Die Stelle an seinem Arm, wo sie ihn berührte, war kühl und schien zu kribbeln. Und als er darauf achtete, schien sich das Kribbeln auszubreiten. Es wanderte seinen Arm hoch, über seine Schulter zu seiner Brust und seinem Kopf. Ein Glücksgefühl, das er bisher bei keiner seiner Liebschaften je erlebt hatte, bemächtigte sich seiner. Wie konnte es sein, dass ein so zartes, unschuldiges Wesen ihm solch blindes Vertrauen schenkte, ohne dass er es verdient hätte? Er fühlte sich stolz, und zugleich ein wenig erregt, aber auch etwas unwohl. Er würde ihr zeigen, dass er jedes Bisschen der Sympathie, die sie ihm entgegenbrachte, Wert war.

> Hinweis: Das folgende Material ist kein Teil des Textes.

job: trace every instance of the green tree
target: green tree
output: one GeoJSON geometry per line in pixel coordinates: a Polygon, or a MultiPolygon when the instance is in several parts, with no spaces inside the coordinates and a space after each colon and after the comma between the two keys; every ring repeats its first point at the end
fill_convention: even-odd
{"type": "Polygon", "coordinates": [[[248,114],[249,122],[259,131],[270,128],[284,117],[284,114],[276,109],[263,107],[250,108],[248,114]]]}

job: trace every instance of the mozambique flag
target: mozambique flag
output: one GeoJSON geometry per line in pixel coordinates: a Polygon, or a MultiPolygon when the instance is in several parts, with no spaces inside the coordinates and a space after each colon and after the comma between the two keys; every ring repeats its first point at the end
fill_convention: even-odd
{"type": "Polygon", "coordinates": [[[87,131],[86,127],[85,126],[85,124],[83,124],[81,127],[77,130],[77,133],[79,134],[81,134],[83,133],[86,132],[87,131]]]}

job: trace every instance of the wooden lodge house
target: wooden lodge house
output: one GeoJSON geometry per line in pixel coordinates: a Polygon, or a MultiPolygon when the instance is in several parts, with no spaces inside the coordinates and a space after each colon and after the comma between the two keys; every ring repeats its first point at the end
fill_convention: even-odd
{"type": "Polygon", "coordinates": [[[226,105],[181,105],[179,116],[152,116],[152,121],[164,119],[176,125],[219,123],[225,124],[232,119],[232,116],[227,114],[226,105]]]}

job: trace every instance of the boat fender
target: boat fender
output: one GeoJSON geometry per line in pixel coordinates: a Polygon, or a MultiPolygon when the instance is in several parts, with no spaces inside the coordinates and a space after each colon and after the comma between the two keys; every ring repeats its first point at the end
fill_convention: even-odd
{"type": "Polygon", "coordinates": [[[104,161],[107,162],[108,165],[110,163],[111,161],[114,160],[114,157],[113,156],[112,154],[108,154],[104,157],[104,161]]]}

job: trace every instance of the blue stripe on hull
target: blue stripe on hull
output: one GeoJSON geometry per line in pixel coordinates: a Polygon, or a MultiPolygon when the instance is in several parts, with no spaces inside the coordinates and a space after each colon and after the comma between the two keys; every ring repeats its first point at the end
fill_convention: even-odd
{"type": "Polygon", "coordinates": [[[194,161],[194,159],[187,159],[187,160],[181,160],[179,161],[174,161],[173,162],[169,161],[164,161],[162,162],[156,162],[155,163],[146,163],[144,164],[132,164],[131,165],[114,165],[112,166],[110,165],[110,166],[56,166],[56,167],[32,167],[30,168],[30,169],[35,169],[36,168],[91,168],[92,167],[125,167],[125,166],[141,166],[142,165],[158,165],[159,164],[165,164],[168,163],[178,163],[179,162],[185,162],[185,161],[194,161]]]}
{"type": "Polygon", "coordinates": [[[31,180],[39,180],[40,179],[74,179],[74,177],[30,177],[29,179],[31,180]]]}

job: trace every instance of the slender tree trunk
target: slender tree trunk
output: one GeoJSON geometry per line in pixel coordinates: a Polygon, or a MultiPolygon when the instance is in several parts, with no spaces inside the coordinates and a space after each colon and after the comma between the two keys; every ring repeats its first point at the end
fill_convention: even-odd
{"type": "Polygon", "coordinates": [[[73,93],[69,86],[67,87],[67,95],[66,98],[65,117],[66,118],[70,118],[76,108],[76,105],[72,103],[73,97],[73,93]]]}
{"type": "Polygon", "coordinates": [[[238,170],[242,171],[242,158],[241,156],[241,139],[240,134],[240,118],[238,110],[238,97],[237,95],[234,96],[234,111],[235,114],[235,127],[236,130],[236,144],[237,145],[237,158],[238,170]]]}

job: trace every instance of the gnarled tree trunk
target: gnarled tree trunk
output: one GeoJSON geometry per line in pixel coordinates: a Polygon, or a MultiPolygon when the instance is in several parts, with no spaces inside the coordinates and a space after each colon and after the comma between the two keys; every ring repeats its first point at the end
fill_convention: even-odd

Das Kribbeln erreichte seinen Bauch und seine Lenden. Als ob er Aufputschmittel genommen hätte, richtete sich sein Glied auf. Sein Herz fing an zu pochen. Gleich würde sein Schaft, der inzwischen den Weg zwischen den Knöpfen seines azurblauen Nachthemds hindurch gefunden hatte, den Schoß der jungen Frau berühren, und er hätte ihr naives Vertrauen in ihn bereits nach nur wenigen Stunden missbraucht.